Call for Papers: Issue 3


Vocational Education and Training Systems between School and Company

From an international perspective, a variety of alternating or cooperative vocational education and training (VET) approaches are emerging, with the aim of enhancing graduates' employability and facilitating their integration into the labor market and society. The challenge of youth unemployment is a central concern within this context. Much attention is given to the development of (dual) apprenticeships, while in numerous countries, longstanding dual VET models are undergoing modernization efforts to address contemporary challenges. The advancement of alternating learning stands out as a key focus in the modernization of VET systems globally.
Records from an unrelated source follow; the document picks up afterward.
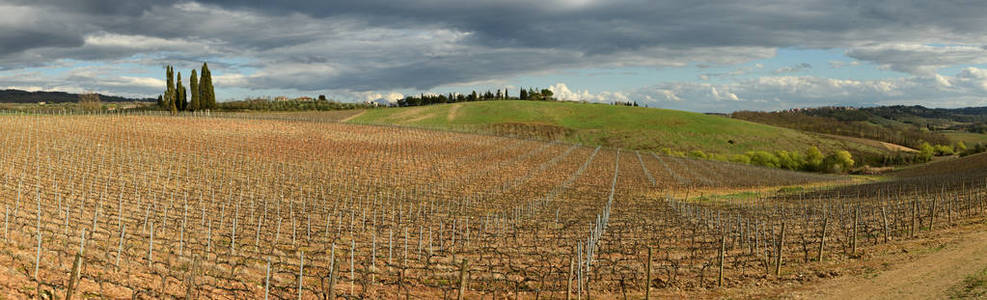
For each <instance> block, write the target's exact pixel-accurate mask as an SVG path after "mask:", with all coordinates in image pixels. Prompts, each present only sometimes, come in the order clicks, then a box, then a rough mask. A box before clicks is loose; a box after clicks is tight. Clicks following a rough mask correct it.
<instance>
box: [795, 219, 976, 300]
mask: <svg viewBox="0 0 987 300" xmlns="http://www.w3.org/2000/svg"><path fill="white" fill-rule="evenodd" d="M985 266H987V232H985V231H978V232H973V233H971V234H969V235H966V236H965V237H963V238H961V239H960V240H959V241H957V242H954V243H949V244H946V246H945V248H943V249H942V250H939V251H935V252H931V253H928V254H925V255H924V256H923V257H920V258H918V259H915V260H912V261H910V262H906V263H902V264H900V265H896V266H894V267H892V269H891V270H888V271H884V272H881V273H878V274H877V276H874V277H873V278H862V277H860V276H850V277H846V278H840V279H836V280H833V281H830V282H826V283H823V284H821V285H820V286H818V287H817V288H815V289H814V290H813V291H810V292H808V293H802V294H800V295H792V296H793V297H794V298H805V299H942V298H948V297H947V296H946V294H945V293H946V290H947V289H949V288H950V287H952V286H954V285H957V284H959V283H960V282H962V281H963V279H964V278H966V277H967V276H968V275H971V274H973V273H975V272H978V271H980V270H983V269H984V267H985Z"/></svg>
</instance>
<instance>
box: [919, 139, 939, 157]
mask: <svg viewBox="0 0 987 300" xmlns="http://www.w3.org/2000/svg"><path fill="white" fill-rule="evenodd" d="M935 154H936V149H935V148H933V147H932V145H929V143H927V142H926V143H922V145H920V146H918V157H919V159H920V160H921V161H930V160H932V156H933V155H935Z"/></svg>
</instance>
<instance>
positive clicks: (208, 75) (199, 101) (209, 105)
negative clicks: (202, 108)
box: [199, 63, 216, 109]
mask: <svg viewBox="0 0 987 300" xmlns="http://www.w3.org/2000/svg"><path fill="white" fill-rule="evenodd" d="M200 76H202V77H200V78H199V102H201V106H202V107H203V108H206V109H213V108H216V93H215V91H213V87H212V73H211V72H210V71H209V65H208V64H207V63H202V73H201V74H200Z"/></svg>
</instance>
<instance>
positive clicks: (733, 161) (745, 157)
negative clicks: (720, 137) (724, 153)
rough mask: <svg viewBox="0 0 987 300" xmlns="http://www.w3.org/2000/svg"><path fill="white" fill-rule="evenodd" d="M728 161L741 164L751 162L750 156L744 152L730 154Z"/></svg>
mask: <svg viewBox="0 0 987 300" xmlns="http://www.w3.org/2000/svg"><path fill="white" fill-rule="evenodd" d="M730 161H731V162H735V163H741V164H747V165H749V164H751V157H750V156H749V155H746V154H734V155H731V156H730Z"/></svg>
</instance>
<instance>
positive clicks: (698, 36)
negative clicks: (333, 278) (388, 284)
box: [0, 0, 987, 112]
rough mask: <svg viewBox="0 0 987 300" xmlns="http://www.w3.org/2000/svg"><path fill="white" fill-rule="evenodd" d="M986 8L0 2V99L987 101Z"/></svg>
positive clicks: (754, 104)
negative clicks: (169, 69) (477, 90)
mask: <svg viewBox="0 0 987 300" xmlns="http://www.w3.org/2000/svg"><path fill="white" fill-rule="evenodd" d="M984 11H987V3H983V2H979V1H949V0H942V1H894V0H873V1H859V0H844V1H839V0H834V1H813V0H805V1H703V0H695V1H664V0H600V1H597V0H539V1H522V0H499V1H489V0H400V1H394V0H362V1H330V0H281V1H251V0H218V1H206V0H204V1H169V0H130V1H125V0H118V1H109V0H65V1H45V0H24V1H20V0H0V12H2V13H3V15H4V17H3V18H0V88H12V89H25V90H32V91H33V90H54V91H68V92H83V91H95V92H100V93H104V94H112V95H122V96H130V97H156V96H157V95H159V94H161V93H162V91H163V90H164V88H165V80H164V79H165V77H164V70H165V66H166V65H174V66H175V70H176V72H181V74H182V76H183V77H184V79H183V82H185V83H187V81H188V76H189V71H191V70H192V69H193V68H196V67H198V66H200V65H201V64H202V62H208V63H209V67H210V70H211V71H212V74H213V82H214V85H215V89H216V95H217V99H218V100H220V101H224V100H235V99H244V98H246V97H276V96H290V97H297V96H309V97H315V96H318V95H326V96H328V97H329V98H332V99H336V100H339V101H345V102H356V101H367V100H377V99H388V100H393V99H396V98H400V97H403V96H405V95H417V94H421V93H442V94H445V93H450V92H468V91H471V90H479V91H486V90H496V89H504V88H507V89H510V92H509V94H511V95H517V94H518V88H520V87H525V88H528V87H536V88H548V89H550V90H552V91H553V92H554V94H555V95H556V97H557V98H560V99H564V100H575V101H591V102H612V101H636V102H638V103H639V104H640V105H647V106H649V107H662V108H670V109H681V110H689V111H697V112H731V111H737V110H764V111H773V110H782V109H789V108H794V107H814V106H827V105H839V106H873V105H893V104H905V105H915V104H918V105H924V106H929V107H964V106H987V30H985V28H987V18H984V17H983V12H984Z"/></svg>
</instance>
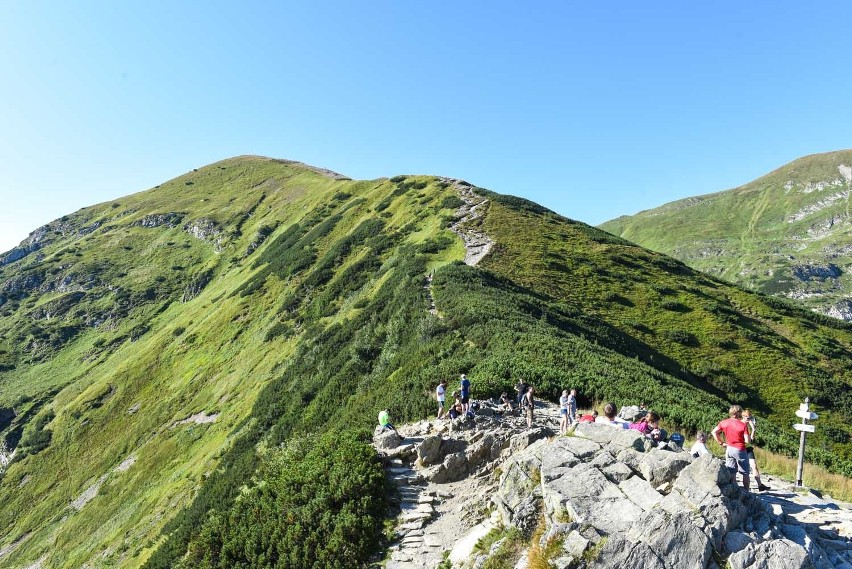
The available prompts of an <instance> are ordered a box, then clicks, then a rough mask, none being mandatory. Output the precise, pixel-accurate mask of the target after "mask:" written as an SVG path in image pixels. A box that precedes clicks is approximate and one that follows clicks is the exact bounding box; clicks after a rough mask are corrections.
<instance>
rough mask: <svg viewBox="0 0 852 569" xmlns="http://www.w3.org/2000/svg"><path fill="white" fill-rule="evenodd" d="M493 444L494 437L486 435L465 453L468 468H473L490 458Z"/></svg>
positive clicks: (472, 446) (492, 436) (491, 435)
mask: <svg viewBox="0 0 852 569" xmlns="http://www.w3.org/2000/svg"><path fill="white" fill-rule="evenodd" d="M494 442H495V440H494V435H492V434H491V433H488V434H486V435H485V436H483V437H482V438H481V439H480V440H479V441H478V442H476V443H475V444H473V445H472V446H470V447H469V448H468V449H467V450H466V451H465V457H466V458H467V463H468V465H469V467H470V468H475V467H476V466H478V465H479V464H481V463H482V462H484V461H486V460H487V459H488V458H489V457H490V456H491V447H492V445H494Z"/></svg>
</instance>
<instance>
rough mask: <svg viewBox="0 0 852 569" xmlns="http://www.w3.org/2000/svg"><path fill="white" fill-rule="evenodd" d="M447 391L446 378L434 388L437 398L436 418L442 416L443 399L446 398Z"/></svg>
mask: <svg viewBox="0 0 852 569" xmlns="http://www.w3.org/2000/svg"><path fill="white" fill-rule="evenodd" d="M446 393H447V380H446V379H442V380H441V383H439V384H438V387H437V389H435V396H436V397H437V399H438V418H439V419H441V418H442V417H443V416H444V400H445V398H446Z"/></svg>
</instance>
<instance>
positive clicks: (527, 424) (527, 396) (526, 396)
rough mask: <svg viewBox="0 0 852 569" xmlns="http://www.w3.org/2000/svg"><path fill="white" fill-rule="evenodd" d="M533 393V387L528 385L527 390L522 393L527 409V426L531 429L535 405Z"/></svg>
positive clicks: (527, 426)
mask: <svg viewBox="0 0 852 569" xmlns="http://www.w3.org/2000/svg"><path fill="white" fill-rule="evenodd" d="M534 394H535V388H534V387H533V386H532V385H530V386H529V387H528V388H527V392H526V393H525V394H524V406H525V407H526V410H527V428H528V429H532V419H533V408H534V407H535V399H534V398H533V395H534Z"/></svg>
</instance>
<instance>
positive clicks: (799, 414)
mask: <svg viewBox="0 0 852 569" xmlns="http://www.w3.org/2000/svg"><path fill="white" fill-rule="evenodd" d="M809 402H810V399H809V398H808V397H805V402H804V403H802V404H801V405H799V410H798V411H796V417H799V418H800V419H802V422H801V423H796V424H795V425H793V428H794V429H796V430H797V431H800V432H801V433H802V436H801V437H800V438H799V464H798V465H796V486H797V487H799V488H801V487H802V486H803V484H802V471H803V470H804V469H805V435H806V434H807V433H813V432H814V431H815V430H816V427H815V426H814V425H808V421H809V420H810V421H813V420H814V419H816V418H817V417H818V416H819V415H817V414H816V413H812V412H811V411H810V410H809V409H808V407H809V405H808V403H809Z"/></svg>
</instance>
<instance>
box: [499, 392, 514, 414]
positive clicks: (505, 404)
mask: <svg viewBox="0 0 852 569" xmlns="http://www.w3.org/2000/svg"><path fill="white" fill-rule="evenodd" d="M497 410H498V411H502V412H509V413H511V412H512V401H511V400H510V399H509V394H508V393H506V392H505V391H504V392H503V393H501V394H500V405H498V406H497Z"/></svg>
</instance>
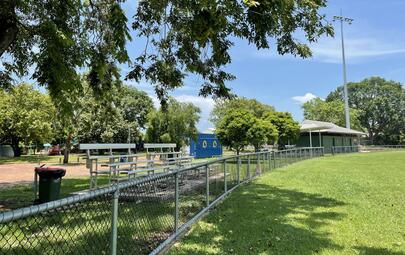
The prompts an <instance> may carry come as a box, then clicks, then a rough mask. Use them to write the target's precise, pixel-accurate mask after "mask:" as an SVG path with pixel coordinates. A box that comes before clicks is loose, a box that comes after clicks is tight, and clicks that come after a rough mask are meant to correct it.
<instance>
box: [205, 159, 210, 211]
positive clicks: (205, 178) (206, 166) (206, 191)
mask: <svg viewBox="0 0 405 255" xmlns="http://www.w3.org/2000/svg"><path fill="white" fill-rule="evenodd" d="M205 184H206V194H205V200H206V206H207V207H208V206H209V205H210V174H209V168H208V165H205Z"/></svg>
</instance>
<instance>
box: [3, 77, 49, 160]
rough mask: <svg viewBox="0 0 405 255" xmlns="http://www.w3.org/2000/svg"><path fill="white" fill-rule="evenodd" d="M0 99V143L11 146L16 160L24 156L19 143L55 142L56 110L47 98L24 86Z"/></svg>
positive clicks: (30, 143) (40, 92)
mask: <svg viewBox="0 0 405 255" xmlns="http://www.w3.org/2000/svg"><path fill="white" fill-rule="evenodd" d="M0 95H1V97H0V116H1V117H0V130H1V131H0V142H1V143H10V144H11V146H12V147H13V150H14V155H15V156H20V155H21V148H20V143H23V144H24V146H25V147H27V146H28V145H30V144H31V143H43V142H45V141H47V140H50V139H52V137H53V129H52V122H53V119H54V117H55V108H54V107H53V105H52V102H51V99H50V98H49V96H48V95H46V94H42V93H41V92H39V91H38V90H35V89H34V87H33V86H32V85H29V84H25V83H23V84H19V85H18V86H15V87H13V88H11V89H10V91H9V92H4V91H3V92H1V93H0Z"/></svg>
Alternating learning involves a blend of school-based (theoretical) and company-based (practical) vocational education and training. However, what initially appears harmonious often reveals underlying conflicts of interest between public goals of fostering youth development and private objectives of skill development.

Vol 1 No 1 (2024): Focus: VET in Different National Contexts: Between Marginalisation, Ideology, and Reform

Traditionally, vocational education has played an inferior role compared to general and higher education. At the same time, reforms are taking place in many countries to upgrade vocational education and training (VET). These reforms, however, have very different starting conditions, with regard to the status of vocational education and the structural characteristics of the educational system more generally. In the first issue of this new journal, we take up very fundamental questions of internationally oriented VET research, such as: What is understood by vocational education in different countries? How is it justified as part of the education system?